En tiempos donde las personas permanecen quietas frente a una pantalla muchas
horas, el cuerpo, la última evidencia de que la existencia física, necesita, en un
sentido instrumental, del descanso, pero solo para después, volver en mejores
condiciones, reseteados.

La comparación con la máquina no es inocente ni original. Si ser tan regular como


un reloj fue la máxima impuesta en los albores de las sociedades burguesas, hoy en
día ya no se trata de parecerse a los artefactos sino de no perder la conexión
constante con ellos.

De alguna manera, esa ligazón ininterrumpida a los dispositivos cada vez más
planos y pequeños genera un nuevo tipo de cuerpo y en consecuencia una
temporalidad que exige atención constante. Una tendencia que se advierte cuando
resulta imposible exigir que se apaguen los celulares en espectáculos públicos
–asociados ellos mismos con el ocio– pero también porque la pantalla no solo obliga
a no perderse nada, sino y especialmente, a no quedarse afuera.

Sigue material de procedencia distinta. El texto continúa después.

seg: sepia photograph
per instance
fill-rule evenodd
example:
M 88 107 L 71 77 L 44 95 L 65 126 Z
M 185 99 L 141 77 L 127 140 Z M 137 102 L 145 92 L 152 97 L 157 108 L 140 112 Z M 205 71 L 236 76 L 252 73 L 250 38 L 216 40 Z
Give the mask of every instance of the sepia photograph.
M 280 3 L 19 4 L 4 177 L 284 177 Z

La nada y el mundo exterior amenazan como si fueran fantasmas en forma de


abismos y agujeros negros en los que nadie querría caer. Parafraseando a
Heidegger, perderse en los caminos de bosque sería, entre otras cosas, poner en
entredicho la pertenencia a un mundo conocido, tabulado, medible y rotulado. Un
medioambiente cuya imagen bien podría ser la compilación de millones de caras
etiquetadas con sus nombres, como se observa en cualquier red social.

Para Han a esa imagen de lo contemporáneo se le opone al tiempo ritual y sus


objetos correspondientes. Y si esta oposición implica perderse para luego
rearmarse en otro espacio más liso, menos tabulado, entonces, la pregunta es por lo
humano y las posibles respuestas impulsarían a levantar los ojos de las pantallas
para contemplar un paisaje más complejo que las propias certezas confirmadas.
Certezas que, por ahora, aunque no lo parezcan, siguen siendo humanas.